= Wixom Lake =

Former reservoir in Michigan, United States

Wixom Lake was a reservoir in the U.S. state of Michigan from 1925 to 2020. It was named after Frank Wixom, who was instrumental in building the Edenville Dam. Unusual for its size, Wixom Lake boasts a lighthouse on Musselman Island. From 2019 to 2020, an agreement to buy the dam and reservoir by the Four Lakes Task Force, a "county-delegated authority" under the State of Michigan, from Boyce Hydro L.L.C. was in place, However, in May 2020, the lake was destroyed when part of the earthen dam used to impound it collapsed. From 2018 to 2020, the impoundment was regulated by the Michigan Department of Environment, Great Lakes, and Energy (EGLE).

==Past features of Wixom Lake==
The lake typically had a surface area of 1980 acre, a shoreline of more than 84 mi, a maximum capacity of 66200 acre.ft, a normal capacity of 36000 acre.ft, and a maximum depth of 40 ft.

Normal Elevation, in feet, of Tittabawassee River reservoirs
| Lake Name | Summer | Winter |
|---|---|---|
| Secord | 750.8 | 747.8 |
| Smallwood | 704.8 | 701.8 |
| Wixom | 675.8 | 672.8 |
| Sanford | 630.8 | 627.8 |

Wixom Lake was the third in a series of four reservoirs along the Tittabawassee River, each controlled to a lower elevation during the winter flood control season and a higher elevation during the summer recreation season. In April 2020, Michigan's EGLE sued the dam's operator, alleging it had lowered Wixom Lake's water level without permission in 2018 and 2019, killing thousands of freshwater mussels.

==Incidents==
===2018–2019 lake draining and lawsuits===
The water level in the lake was lowered by its operator in 2018 and 2019. It said it had requested permission from Michigan's EGLE, which failed to issue it. Despite the lack of a permit, it said it lowered the water "due to concern for the safety of its operators and the downstream community", and it proceeded to sue EGLE in federal court on April 29, 2020.
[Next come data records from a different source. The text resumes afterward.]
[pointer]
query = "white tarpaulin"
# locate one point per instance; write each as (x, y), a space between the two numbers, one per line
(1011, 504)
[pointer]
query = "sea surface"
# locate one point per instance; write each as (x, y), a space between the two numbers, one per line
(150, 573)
The following day, EGLE countersued the dam's operator, alleging it had lowered Wixom Lake's water level without permission, killing thousands of freshwater mussels.

===2020 dam failure and destruction===

In May 2020, during severe Tittabawasee River floods, a large earthen section of the Edenville Dam collapsed, requiring evacuations downstream, completely emptying the lake, and rerouting the river to a new course immediately downstream. Governor Gretchen Whitmer subsequently declared a state of emergency for Midland County. Requests to also aid Gladwin County residents is under review by governors staff.